An independent report by Arup, commissioned by the Environment Agency, was released yesterday into the flooding in the early hours of Sunday, November 25.

The report blamed the automatic sensor that works the pumps which malfunctioned after it got submerged by flood water.

The £1.7 million flood defences had only been opened on August 28 which provoked anger from residents, particularly those in Church Street who thought the defences would protect them.

A spokesman for the Environment Agency said: “The pumps are now working and will be manually operated this winter. We will ensure the faults are rectified as soon as possible so the pumping station operates automatically as it is designed to.”

Anthony Perry, West Midlands flood risk manager, said: “We are very sorry that the pumping station did not operate as intended in Kempsey especially as it had operated successfully twice this year.
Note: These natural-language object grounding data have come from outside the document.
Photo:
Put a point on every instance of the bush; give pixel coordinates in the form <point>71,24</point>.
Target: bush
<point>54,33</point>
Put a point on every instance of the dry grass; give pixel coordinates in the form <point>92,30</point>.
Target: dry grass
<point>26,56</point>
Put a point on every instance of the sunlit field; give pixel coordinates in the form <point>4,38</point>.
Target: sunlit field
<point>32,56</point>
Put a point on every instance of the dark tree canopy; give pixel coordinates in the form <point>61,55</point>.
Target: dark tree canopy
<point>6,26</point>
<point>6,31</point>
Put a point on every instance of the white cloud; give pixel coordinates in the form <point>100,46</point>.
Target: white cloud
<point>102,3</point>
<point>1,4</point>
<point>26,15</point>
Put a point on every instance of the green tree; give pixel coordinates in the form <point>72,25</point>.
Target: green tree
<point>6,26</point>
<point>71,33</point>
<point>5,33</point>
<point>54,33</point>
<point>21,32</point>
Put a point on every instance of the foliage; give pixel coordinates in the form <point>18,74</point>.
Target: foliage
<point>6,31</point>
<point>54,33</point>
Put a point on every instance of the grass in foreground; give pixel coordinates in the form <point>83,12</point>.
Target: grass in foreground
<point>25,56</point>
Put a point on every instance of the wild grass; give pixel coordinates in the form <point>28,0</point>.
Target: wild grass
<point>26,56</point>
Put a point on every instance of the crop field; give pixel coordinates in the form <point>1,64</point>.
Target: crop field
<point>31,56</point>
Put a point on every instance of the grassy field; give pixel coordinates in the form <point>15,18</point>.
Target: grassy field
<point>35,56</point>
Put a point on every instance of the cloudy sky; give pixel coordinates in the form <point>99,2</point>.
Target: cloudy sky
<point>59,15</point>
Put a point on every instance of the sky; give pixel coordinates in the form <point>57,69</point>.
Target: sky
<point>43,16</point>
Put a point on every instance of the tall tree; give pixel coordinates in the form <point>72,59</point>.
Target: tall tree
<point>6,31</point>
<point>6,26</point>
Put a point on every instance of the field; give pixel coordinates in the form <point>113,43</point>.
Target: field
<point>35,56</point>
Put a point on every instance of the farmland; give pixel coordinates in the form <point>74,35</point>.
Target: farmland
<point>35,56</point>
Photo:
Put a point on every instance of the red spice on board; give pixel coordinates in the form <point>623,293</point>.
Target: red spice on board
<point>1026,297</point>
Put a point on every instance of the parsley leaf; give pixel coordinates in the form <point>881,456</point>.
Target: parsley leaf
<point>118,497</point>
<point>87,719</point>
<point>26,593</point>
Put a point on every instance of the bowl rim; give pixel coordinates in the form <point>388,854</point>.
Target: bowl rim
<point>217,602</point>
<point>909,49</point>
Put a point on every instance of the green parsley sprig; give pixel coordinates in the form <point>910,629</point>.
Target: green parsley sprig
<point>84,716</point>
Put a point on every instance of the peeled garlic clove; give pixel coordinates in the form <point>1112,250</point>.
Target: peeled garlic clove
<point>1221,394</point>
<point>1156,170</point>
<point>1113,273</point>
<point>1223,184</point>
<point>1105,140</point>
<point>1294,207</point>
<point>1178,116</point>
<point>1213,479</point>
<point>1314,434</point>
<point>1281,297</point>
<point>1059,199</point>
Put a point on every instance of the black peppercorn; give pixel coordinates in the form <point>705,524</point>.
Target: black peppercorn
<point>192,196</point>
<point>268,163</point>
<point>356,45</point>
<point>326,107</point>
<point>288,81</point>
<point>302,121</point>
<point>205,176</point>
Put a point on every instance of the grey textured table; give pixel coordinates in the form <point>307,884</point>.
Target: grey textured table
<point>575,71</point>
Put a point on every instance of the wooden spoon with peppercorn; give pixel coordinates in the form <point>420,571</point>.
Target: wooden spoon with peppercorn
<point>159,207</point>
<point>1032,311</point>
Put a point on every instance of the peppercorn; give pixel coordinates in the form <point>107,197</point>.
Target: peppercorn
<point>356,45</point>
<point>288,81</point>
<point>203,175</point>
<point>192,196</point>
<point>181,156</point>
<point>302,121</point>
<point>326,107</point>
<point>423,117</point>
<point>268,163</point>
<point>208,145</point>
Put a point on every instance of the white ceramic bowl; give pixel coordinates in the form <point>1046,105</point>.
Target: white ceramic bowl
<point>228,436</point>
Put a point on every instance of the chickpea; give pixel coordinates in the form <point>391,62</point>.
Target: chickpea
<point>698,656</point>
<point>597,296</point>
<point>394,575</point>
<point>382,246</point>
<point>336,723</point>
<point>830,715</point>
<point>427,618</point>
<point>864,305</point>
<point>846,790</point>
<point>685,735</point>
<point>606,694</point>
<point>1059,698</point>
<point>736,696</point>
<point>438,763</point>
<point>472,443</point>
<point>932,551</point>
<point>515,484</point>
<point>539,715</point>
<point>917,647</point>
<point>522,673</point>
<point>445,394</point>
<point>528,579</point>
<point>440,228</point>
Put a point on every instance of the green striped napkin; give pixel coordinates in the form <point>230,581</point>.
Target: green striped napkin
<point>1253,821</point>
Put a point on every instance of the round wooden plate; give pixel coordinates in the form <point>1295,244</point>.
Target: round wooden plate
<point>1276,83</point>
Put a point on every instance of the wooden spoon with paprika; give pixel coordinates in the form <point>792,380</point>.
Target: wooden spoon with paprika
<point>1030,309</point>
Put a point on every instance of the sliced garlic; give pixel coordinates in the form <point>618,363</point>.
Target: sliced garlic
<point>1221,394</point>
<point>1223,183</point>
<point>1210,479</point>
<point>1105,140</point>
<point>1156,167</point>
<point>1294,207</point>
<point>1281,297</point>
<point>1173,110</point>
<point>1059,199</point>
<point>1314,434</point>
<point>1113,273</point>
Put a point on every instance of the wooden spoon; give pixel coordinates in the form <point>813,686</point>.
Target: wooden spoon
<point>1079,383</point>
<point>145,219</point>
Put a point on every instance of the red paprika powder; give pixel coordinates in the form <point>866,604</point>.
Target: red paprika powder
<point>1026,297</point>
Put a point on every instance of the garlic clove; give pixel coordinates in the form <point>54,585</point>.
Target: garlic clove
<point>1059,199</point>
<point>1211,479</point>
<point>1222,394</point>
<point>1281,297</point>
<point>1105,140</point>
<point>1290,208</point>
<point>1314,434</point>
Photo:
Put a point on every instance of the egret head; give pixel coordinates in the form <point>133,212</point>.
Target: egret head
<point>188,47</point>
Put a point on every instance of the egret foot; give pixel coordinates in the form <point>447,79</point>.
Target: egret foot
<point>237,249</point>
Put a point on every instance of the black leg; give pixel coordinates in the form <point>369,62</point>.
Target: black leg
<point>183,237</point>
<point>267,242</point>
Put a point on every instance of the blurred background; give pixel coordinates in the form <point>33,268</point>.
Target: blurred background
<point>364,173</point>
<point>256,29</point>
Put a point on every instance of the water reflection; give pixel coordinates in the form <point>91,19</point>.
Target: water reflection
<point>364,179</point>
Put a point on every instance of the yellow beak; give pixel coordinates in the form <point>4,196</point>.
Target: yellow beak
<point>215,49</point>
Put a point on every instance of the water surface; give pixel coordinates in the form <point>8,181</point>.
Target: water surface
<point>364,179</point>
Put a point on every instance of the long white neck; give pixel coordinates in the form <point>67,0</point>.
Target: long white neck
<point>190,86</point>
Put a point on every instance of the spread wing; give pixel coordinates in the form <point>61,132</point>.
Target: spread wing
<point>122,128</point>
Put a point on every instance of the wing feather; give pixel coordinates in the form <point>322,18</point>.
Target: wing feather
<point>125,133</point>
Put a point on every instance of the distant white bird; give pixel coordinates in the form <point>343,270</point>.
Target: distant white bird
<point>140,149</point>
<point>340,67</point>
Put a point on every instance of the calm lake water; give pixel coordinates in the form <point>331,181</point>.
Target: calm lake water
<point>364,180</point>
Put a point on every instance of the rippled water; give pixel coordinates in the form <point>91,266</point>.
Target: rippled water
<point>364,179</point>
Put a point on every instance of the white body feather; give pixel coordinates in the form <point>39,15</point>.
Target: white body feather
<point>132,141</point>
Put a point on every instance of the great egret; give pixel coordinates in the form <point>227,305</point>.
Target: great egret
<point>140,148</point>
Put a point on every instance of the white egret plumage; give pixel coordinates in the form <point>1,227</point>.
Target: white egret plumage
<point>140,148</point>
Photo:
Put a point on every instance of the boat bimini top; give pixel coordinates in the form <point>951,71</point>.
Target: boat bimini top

Our thoughts go out to the residents affected.

“We will continue to be in Kempsey to switch on the pumps at times of flood until the faults are fixed, and will work with the local community to regain their trust in this scheme.”

West Worcestershire MP Harriett Baldwin, who helped open the defences, said: “This needs to be fixed immediately so people in Kempsey can have confidence the flood defences will work as expected.”

She said she will also ask the Environment Agency to send out a flood alert to homeowners if their own internal monitoring sees an engineer called out.

She said: “Malvern Hills District Council has also made ex-gratia payments to help those affected.”

Malvern Hills councillor David Harrison said he wanted to read the report in detail before responding.